Saturday, January 19, 2019

Running on two tracks

Currently reading Hard-Boiled Wonderland and the End of the World. Rereading actually, after a few years in between. Reading it again brings back images of Rumford, Rhode Island, although I don't think I was still living there when I read it. Maybe I toted a copy with me on a couple of shopping trips?

In any case, it was fascinating then and it's fascinating now. Perhaps in different ways. The thing to understand is that the title indicates the modes the book is working in. Half of it is hard-boiled, but in a strange way. The narrator winds up in tough situations, but is mostly just prickly. The other half takes place at the end of the world, but more in a sense of "the edge of the map" than in any kind of conventional eschatology.

The reason these two narratives are veering away from each other is disturbing in one sense. In another, each of us contain contrasting multitudes. Isn't that a good thing?

2 comments:

semiconscious said...

so grateful to whatever website it is/was on the internet that saw fit to put 'hard-boiled wonderland and the end of the world' on their list of 'best cyberpunk novels'(which i guess, to some extent, it is), because it was that list that led to my discovery of the book, & its author, haruki murakami...

it remains my favorite of all his works, partially, i guess, for sentimental reasons, but also because it, for me, seems to capture perfectly what i love about his style the most: the completely unexpected, off-center humor that's never very far away, & the thick, almost tangible, 'quiet' that seems to come over me when reading him. even his non-fiction. there's this soothing, inherent 'stillness' that seems to emanate from his narration. the only other author that comes close to something similar, imo, would be raymond chandler. unsurprisingly, they're 2 of the authors i reread the most...

so, yeah, have fun, watch out for inklings, &, of course, keep your eye on your shadow :) ...

Ben said...

"Cyberpunk" is an interesting way to describe it.

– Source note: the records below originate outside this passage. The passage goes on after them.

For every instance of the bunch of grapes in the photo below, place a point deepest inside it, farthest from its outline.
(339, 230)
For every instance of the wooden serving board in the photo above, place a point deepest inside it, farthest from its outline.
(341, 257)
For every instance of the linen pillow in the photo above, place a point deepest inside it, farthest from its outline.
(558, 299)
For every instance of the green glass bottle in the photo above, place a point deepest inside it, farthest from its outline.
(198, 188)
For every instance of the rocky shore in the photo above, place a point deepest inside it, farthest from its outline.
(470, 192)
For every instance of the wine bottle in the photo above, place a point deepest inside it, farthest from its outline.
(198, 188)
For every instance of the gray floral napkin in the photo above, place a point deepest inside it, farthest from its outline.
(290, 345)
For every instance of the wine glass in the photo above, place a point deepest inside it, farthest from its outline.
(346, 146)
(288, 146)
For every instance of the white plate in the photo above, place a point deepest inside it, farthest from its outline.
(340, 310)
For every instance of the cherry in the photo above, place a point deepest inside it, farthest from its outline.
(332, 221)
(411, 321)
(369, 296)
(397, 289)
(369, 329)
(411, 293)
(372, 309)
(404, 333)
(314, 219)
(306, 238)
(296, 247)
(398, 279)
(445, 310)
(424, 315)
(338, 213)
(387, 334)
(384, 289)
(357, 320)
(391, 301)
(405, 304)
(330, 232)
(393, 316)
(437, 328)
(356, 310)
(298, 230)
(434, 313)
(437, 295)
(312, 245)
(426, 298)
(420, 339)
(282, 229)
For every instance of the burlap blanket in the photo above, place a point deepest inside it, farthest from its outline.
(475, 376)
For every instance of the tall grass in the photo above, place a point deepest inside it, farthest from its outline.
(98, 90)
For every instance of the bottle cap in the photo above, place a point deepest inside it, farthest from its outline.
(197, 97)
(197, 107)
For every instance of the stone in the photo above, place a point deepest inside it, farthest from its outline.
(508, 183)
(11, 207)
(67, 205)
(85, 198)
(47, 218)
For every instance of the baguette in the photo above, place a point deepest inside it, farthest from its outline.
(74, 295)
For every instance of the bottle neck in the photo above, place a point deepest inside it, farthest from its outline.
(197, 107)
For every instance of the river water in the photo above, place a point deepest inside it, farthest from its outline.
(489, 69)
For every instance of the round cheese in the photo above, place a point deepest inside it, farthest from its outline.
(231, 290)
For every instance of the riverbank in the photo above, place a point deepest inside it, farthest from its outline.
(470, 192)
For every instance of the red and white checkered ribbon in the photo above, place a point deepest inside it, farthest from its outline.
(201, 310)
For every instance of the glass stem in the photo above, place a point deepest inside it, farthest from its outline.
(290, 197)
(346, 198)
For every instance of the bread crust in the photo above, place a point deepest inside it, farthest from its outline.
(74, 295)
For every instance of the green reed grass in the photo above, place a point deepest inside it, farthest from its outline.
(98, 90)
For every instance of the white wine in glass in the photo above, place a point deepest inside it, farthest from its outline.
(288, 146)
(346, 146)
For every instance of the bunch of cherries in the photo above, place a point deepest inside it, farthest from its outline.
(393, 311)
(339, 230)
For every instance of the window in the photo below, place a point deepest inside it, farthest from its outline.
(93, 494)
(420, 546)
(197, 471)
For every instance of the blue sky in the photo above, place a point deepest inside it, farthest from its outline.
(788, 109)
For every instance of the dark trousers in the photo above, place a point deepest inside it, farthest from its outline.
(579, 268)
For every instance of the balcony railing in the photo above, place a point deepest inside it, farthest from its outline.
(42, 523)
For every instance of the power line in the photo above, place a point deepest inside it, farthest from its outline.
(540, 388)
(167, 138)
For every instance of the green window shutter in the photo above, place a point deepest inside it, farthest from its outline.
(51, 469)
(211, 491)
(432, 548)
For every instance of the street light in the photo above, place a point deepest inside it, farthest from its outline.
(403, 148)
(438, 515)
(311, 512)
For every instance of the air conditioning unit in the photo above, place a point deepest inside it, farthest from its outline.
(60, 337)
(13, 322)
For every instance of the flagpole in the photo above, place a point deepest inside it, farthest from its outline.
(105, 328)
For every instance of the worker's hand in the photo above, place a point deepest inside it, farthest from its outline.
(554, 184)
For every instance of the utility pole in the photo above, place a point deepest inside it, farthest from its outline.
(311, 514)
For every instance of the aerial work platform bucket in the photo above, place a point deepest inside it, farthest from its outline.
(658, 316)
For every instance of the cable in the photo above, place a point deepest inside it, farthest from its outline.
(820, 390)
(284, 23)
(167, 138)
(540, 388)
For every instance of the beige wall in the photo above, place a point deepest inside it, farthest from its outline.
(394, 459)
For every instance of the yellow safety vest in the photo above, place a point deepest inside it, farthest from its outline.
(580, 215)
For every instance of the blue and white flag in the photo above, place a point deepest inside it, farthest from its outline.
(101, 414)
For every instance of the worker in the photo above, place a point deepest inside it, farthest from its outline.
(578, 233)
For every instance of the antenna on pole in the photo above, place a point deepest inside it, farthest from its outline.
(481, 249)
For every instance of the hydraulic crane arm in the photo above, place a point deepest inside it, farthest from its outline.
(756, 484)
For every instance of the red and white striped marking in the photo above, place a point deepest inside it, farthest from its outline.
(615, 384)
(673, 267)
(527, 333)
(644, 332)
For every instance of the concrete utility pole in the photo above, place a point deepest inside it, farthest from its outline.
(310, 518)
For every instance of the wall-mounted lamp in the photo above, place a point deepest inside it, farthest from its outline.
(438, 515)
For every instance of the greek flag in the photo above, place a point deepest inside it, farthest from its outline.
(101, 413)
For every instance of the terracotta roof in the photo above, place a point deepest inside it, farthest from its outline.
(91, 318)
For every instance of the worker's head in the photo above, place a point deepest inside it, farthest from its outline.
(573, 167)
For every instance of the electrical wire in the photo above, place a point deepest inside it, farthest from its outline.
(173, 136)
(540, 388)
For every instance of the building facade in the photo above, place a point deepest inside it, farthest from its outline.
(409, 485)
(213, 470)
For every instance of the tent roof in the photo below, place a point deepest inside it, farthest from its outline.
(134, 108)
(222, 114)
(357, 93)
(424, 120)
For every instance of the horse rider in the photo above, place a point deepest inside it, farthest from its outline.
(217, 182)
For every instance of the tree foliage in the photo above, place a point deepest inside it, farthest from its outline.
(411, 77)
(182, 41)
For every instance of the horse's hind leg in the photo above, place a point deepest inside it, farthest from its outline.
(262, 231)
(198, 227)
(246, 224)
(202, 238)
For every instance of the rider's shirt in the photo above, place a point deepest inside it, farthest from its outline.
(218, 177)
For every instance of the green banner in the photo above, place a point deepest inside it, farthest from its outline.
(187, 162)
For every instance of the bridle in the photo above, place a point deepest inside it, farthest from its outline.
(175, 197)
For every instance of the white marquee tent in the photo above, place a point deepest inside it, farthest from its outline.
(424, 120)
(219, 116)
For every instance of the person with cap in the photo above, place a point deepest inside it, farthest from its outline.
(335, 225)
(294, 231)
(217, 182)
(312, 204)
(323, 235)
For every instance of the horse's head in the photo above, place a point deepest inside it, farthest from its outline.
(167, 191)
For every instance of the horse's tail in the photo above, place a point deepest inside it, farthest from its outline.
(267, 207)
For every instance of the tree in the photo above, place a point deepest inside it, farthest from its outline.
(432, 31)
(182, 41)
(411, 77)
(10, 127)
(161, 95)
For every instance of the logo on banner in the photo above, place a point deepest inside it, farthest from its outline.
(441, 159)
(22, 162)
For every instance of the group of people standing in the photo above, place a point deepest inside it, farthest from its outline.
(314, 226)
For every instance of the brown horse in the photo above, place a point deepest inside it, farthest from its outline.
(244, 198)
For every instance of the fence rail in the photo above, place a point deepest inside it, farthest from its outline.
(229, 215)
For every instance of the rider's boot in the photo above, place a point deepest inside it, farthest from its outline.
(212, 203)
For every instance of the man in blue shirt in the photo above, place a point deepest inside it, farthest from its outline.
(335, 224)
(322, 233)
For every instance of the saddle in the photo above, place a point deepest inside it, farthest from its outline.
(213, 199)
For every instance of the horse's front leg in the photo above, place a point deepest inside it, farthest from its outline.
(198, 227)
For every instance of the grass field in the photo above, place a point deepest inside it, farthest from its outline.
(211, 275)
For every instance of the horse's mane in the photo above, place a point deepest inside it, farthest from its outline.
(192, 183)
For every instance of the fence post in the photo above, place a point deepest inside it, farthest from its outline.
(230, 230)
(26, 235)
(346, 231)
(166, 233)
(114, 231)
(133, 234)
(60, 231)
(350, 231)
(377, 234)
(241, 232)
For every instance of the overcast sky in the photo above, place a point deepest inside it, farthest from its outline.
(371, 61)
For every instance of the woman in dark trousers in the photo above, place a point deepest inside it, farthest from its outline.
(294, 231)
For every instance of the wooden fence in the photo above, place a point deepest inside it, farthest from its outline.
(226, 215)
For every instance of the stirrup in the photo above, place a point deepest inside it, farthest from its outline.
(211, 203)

The narrator doesn't spend a lot of time at a computer terminal or wearing VR goggles, which is probably the most commonly understood aspect of the (sub)genre. But it does have that knife-edge quality. I congratulate whoever compiled the list on thinking outside the box.

There is a lot of humor in the book, sometimes muted and sometimes pretty broad. I also like that it's left indeterminate in some ways. Murakami doesn't beat the symbolism to death, although it's definitely there. It sort of feels like waking up from a dream and not knowing exactly what to say about it.

He's got to know about Peter Pan, right?